错误时抛出 ImagickException。
[#1] sheldon at hyperlinked dot com [2012-07-18 23:57:29]
I'm sure there are a lot of people like me who have been wondering, "How you manage to produce a human readable output of this operation?"
<?php
$image = new Imagick('testimage.jpg');
$x = 1;
$y = 1;
$pixel = $image->getImagePixelColor($x, $y);
?>
If you try to print an output of the $pixel object, you get nothing. You have to use one of the ImagickPixel operations to get back a value.
You can do either of the following:
<?php
$colors = $pixel->getColor();
print_r($colors); // produces Array([r]=>255,[g]=>255,[b]=>255,[a]=>1);
$pixel->getColorAsString(); // produces rgb(255,255,255);
?>
The place where I was getting hung up was how to get the data that was captured in the Imagick::getImagePixelColor operation into an ImagickPixel object.

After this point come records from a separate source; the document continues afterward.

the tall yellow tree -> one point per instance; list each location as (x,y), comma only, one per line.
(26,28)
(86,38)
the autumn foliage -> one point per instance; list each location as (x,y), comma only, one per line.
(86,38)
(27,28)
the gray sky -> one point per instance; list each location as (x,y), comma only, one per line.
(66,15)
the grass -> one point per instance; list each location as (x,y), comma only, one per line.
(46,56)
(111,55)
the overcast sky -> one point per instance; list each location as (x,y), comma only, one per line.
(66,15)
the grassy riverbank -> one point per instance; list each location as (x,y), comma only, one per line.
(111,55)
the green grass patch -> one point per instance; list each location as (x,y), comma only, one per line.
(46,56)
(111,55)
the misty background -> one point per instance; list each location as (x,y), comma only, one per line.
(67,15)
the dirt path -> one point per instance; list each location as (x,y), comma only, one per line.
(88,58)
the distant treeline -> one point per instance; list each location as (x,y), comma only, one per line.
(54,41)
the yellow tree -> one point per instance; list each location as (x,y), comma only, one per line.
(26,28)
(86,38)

I was trying to find ways of passing the value to a newly instantiated ImagickPixel object. Well, it appears that once you've captured your color data using Imagick::getImagePixelColor, what's returned IS an ImagickPixel object!
As a further note, you do not need to convert this to a human readable format if you just want to take a color sample at a single point on your image to plug into another operation.

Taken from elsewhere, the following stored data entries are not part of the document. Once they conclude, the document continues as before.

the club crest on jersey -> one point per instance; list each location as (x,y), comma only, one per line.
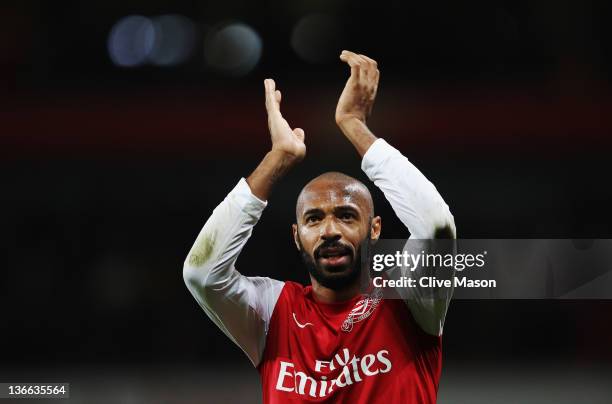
(362,310)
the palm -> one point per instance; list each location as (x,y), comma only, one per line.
(284,139)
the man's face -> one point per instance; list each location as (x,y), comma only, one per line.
(334,221)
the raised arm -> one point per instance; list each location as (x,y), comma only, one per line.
(414,199)
(242,306)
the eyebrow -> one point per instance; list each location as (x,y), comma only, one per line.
(336,209)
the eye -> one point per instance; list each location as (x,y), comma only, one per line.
(312,219)
(347,216)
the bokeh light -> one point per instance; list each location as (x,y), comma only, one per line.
(233,49)
(174,40)
(131,40)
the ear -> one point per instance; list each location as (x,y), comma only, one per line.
(295,236)
(375,229)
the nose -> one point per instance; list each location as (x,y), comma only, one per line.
(329,230)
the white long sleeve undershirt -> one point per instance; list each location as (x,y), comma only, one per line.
(242,306)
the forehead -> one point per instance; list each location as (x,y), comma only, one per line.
(330,194)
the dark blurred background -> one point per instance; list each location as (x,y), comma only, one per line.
(123,124)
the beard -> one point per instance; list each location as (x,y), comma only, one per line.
(342,276)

For example, if you wanted to perform a flood fill effect on a certain color you could plug in the instance of the ImagickPixel object directly.

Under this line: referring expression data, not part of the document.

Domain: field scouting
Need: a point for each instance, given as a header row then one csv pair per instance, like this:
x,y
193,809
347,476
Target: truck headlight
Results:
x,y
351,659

The following fill perform a flood fill effect at coordinates 1,1 on your image using Green as the fill color and the color sampled at 1,1 as the target color to fill.
<?php
$hexcolor = '#00ff00';
$fuzz = '4000';
$x = 1;
$y = 1;
$pixel = $image->getImagePixelColor($x, $y);
$image->floodfillPaintImage($hexcolor, $fuzz, $pixel, $x, $y, false);
?>